Is this because no new station could possibly arise to replace Channel 10? Of course not. It’s because as a media outlet, Channel 10 enjoys the unreserved backing of its fellow journalists, who filled the press and airwaves with spurious claims that denying it a government bailout would “endanger Israel’s democracy.” With elections one month away, the government couldn’t afford to antagonize the entire media; nor could it afford the international fallout: Israel’s thriving democracy is a vital asset in the Western world, and Western officials have proven distressingly eager to swallow any nonsense about this democracy being “endangered.” So the government had no choice but to capitulate to extortion. There’s one law for the well-connected, and one for everyone else.

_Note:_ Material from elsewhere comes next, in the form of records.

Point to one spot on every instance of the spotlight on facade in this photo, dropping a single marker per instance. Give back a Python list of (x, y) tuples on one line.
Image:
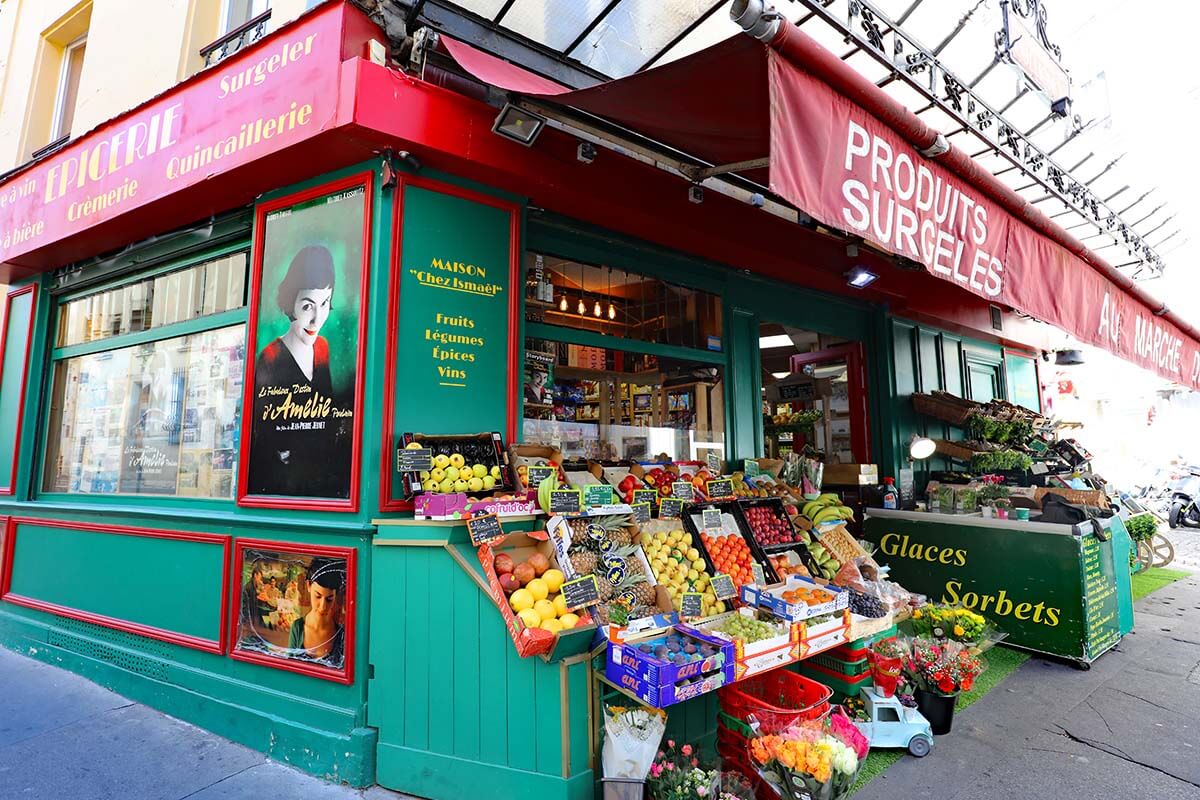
[(519, 125), (861, 277)]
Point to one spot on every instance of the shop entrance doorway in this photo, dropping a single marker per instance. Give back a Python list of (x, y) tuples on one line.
[(814, 395)]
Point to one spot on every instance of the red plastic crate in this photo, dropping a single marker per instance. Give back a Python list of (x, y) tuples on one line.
[(777, 699)]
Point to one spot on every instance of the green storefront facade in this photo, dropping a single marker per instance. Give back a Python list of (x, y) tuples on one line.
[(141, 590)]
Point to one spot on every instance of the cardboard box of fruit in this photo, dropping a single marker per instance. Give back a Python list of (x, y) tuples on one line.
[(671, 666), (525, 581), (761, 641), (797, 599)]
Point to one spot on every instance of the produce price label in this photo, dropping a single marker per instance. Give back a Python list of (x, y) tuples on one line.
[(581, 591), (414, 461), (683, 489), (723, 587), (720, 488), (599, 494), (646, 495), (484, 529), (671, 509), (539, 474), (565, 501)]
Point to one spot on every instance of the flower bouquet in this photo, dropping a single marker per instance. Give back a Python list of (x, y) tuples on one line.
[(887, 665), (813, 759)]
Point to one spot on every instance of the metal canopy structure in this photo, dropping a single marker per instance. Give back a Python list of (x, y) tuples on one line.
[(948, 61)]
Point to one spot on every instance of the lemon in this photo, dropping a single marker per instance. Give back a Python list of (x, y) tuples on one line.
[(522, 600), (545, 609), (553, 579), (538, 588)]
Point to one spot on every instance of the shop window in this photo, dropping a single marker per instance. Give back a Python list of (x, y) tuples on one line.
[(607, 404), (139, 405), (617, 302)]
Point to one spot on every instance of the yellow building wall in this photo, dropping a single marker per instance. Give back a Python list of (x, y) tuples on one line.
[(136, 50)]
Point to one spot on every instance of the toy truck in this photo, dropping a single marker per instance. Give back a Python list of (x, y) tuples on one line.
[(893, 725)]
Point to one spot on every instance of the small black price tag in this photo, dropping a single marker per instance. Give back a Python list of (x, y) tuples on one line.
[(414, 461), (581, 591), (671, 509), (539, 474), (646, 495), (720, 488), (565, 501), (723, 587), (599, 494), (484, 528)]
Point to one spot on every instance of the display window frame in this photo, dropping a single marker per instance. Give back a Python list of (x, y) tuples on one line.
[(57, 355), (364, 180), (346, 674), (388, 474)]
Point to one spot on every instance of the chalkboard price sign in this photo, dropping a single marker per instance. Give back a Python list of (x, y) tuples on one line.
[(565, 501), (599, 494), (484, 529), (581, 591), (414, 461), (646, 495), (723, 587), (671, 509), (720, 488), (684, 491), (539, 474)]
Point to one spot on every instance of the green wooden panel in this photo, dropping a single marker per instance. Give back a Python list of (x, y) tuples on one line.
[(12, 379), (165, 583)]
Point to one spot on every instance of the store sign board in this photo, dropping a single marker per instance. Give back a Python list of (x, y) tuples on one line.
[(273, 95), (1029, 584), (451, 362), (853, 173)]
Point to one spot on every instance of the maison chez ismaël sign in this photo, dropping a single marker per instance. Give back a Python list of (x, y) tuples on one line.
[(270, 96)]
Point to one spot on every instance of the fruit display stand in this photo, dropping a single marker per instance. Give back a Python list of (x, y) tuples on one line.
[(1057, 589)]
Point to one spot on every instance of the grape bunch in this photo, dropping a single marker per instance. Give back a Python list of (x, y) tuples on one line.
[(867, 605), (739, 626)]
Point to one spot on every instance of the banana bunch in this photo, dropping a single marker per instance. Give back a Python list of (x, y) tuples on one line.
[(827, 507)]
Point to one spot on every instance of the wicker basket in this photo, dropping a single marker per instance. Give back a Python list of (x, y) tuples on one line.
[(945, 407)]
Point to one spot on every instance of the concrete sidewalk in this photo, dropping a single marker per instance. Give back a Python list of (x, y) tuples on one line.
[(64, 738), (1127, 728)]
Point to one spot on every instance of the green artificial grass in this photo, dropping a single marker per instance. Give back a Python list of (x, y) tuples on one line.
[(1153, 579), (1001, 663)]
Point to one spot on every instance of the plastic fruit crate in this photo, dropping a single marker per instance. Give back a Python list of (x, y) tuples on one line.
[(851, 669), (777, 699)]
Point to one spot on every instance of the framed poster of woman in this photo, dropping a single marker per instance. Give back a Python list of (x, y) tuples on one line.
[(303, 408), (294, 607)]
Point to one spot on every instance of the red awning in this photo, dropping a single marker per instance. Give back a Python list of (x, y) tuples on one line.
[(847, 155)]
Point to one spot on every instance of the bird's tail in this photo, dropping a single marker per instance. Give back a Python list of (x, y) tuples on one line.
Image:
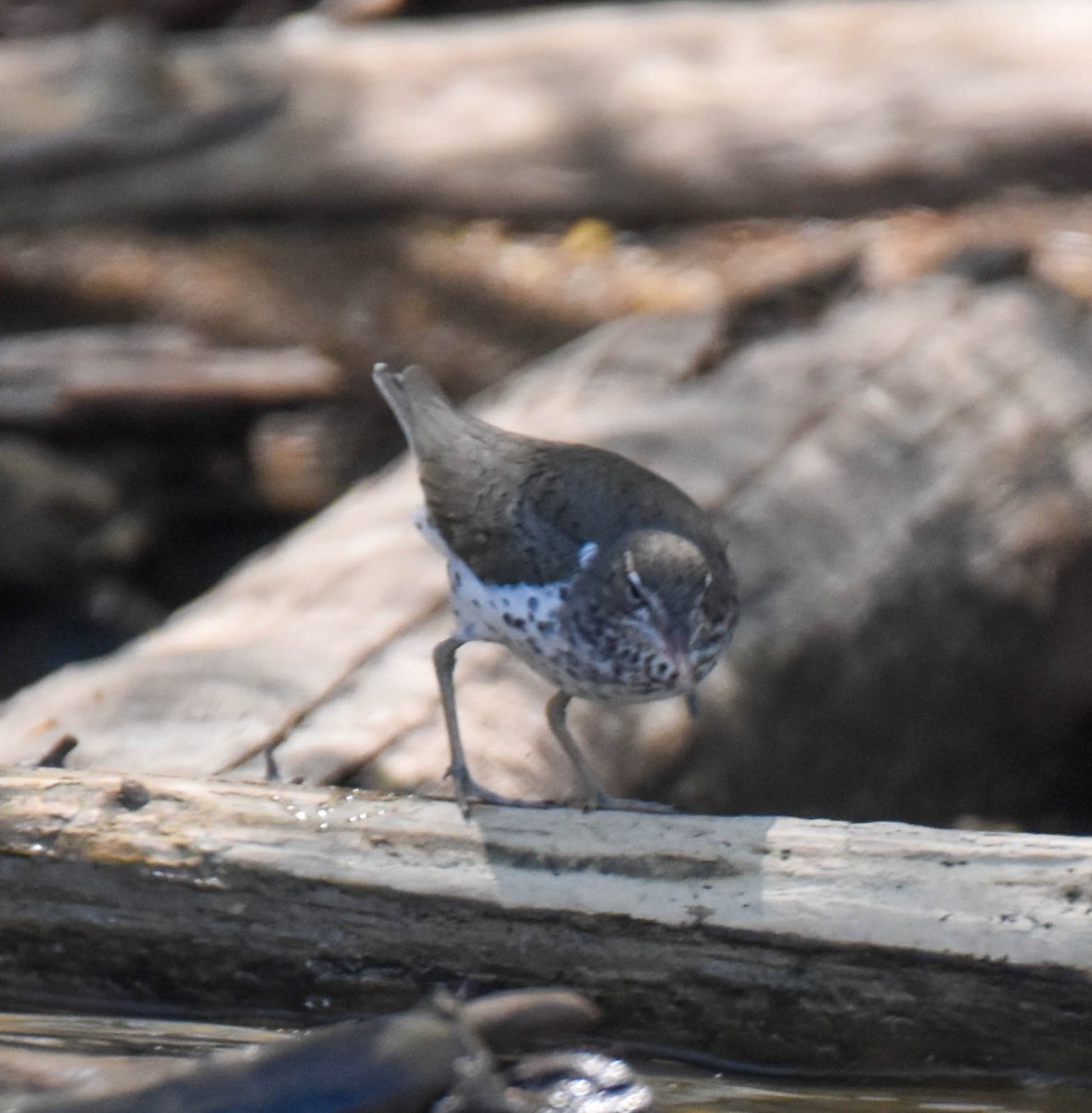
[(423, 410)]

Then there’s my personal favorite: a deal signed two weeks ago that gives Israel Railways workers a 25% raise plus bonuses of NIS 42,000-NIS 52,000 apiece, in exchange for agreeing to structural reforms and signing a three-year no-strike pledge. The bonuses alone are worth roughly what minimum-wage workers earn in a year – and railway workers weren’t underpaid to start with. But the crowning glory is that even though the money is ostensibly in exchange for reforms, workers were collectively guaranteed about NIS 100 million even if the reforms don’t occur.
Needless to say, private-sector workers don’t get exorbitant raises and bonuses whenever their employer implements reforms. But they don’t belong to a union with the power to shut down a vital transportation network and no qualms about using it to extort money from the rest of us. There’s one law for the well-connected, and one for everyone else.
Israel currently faces numerous serious external threats. But the internal threat is no less grave. This is a country that demands enormous commitment from its citizens in both tangible matters (like military service) and intangibles (like enduring constant international opprobrium); such commitment can’t be maintained if ordinary citizens feel their children’s future is being sacrificed on the altar of outrageous perks for the well-connected.
This threat has been ignored by successive governments for far too long, and it’s vital that the next government finally start tackling it. The divide between the well-connected and the rest of us just keeps growing. And ultimately, as Abraham Lincoln once warned, “a house divided against itself cannot stand.”
The writer is a journalist and commentator.